Operationalizing a Microservice Overview

One important factor in developing a microservice is to think about the feedback loop. In this diagram, a GitOps style workflow is described.

Application is stored in Git.
Changes in Git trigger the continuous delivery server which then tests and deploys the code to a new environment. This environment is configured as Infrastructure as Code (IaC).
The microservice, which could be a containerized service running in Kubernetes or a FaaS (Function as a Service) running on AWS Lambda, has logging, metrics, and instrumentation.
A load test using a tool like locust.

When the performance and auto-scaling is verified the code is merged to production and deployed

What are some of the items that could be alerted on with Kubernetes?

Alerting on application layer metrics
Alerting on services running on Kubernetes
Alerting on the Kubernetes infrastructure
Alerting on the host/node layer

How could you collect metrics with Kubernetes and Prometheus? Here is a diagram that walks through a potential workflow. Note that there are two pods. One pod is dedicated to the Prometheus collector and the second pod has a “sidecar” Prometheus container that sits alongside the Flask application.
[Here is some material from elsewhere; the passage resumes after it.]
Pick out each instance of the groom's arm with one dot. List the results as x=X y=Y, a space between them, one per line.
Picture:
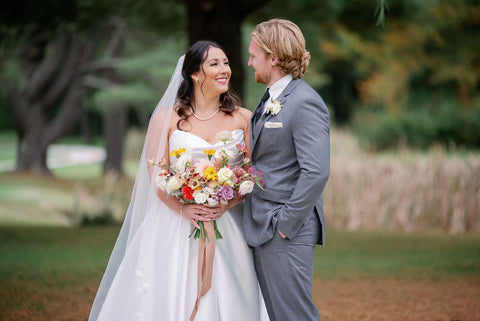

This all propagates up to a centralized monitoring system that visualizes the health of the clusters and trigger alerts.

Another helpful resource is an official sample project from Google Cloud Monitoring apps running on multiple GKE clusters using Prometheus and Stackdriver.

Reference

Monitor Node Health

Creating Effective Alerts

At one company I worked at there was a homegrown monitoring system (again, initially created by the founders) that alerted on average every 3–4 hours, 24 hours a day.

Because everyone in engineering, except the CTO, was on call, most of the engineering staff was always sleep deprived. This system guaranteed that every night there were alerts about the system not working. The “fix” to the alerts was to restart services. I volunteered to be on call for one month straight to allow engineering the time to fix the problem. This sustained period of suffering and lack of sleep led me to realize several things: one, the monitoring system was no better than random; two, I could potentially replace the entire system with a random coin flip.

Alerts by Day

Even more distressing, when looking at the data, it was clear that engineers had spent YEARS of their lives responding to pages and getting woken up at night. All that, and it was utterly useless. The suffering and sacrifice accomplished nothing and reinforced the sad truth that life is not fair. The unfairness of the situation was quite depressing, and it took quite a bit of convincing to get people to agree to turn off the alerts. There is a built-in bias in human behavior to continue to do what you have always done. Additionally, because the suffering was so severe and sustained, there was a tendency to attribute a deeper meaning to it. Ultimately, it was a false God.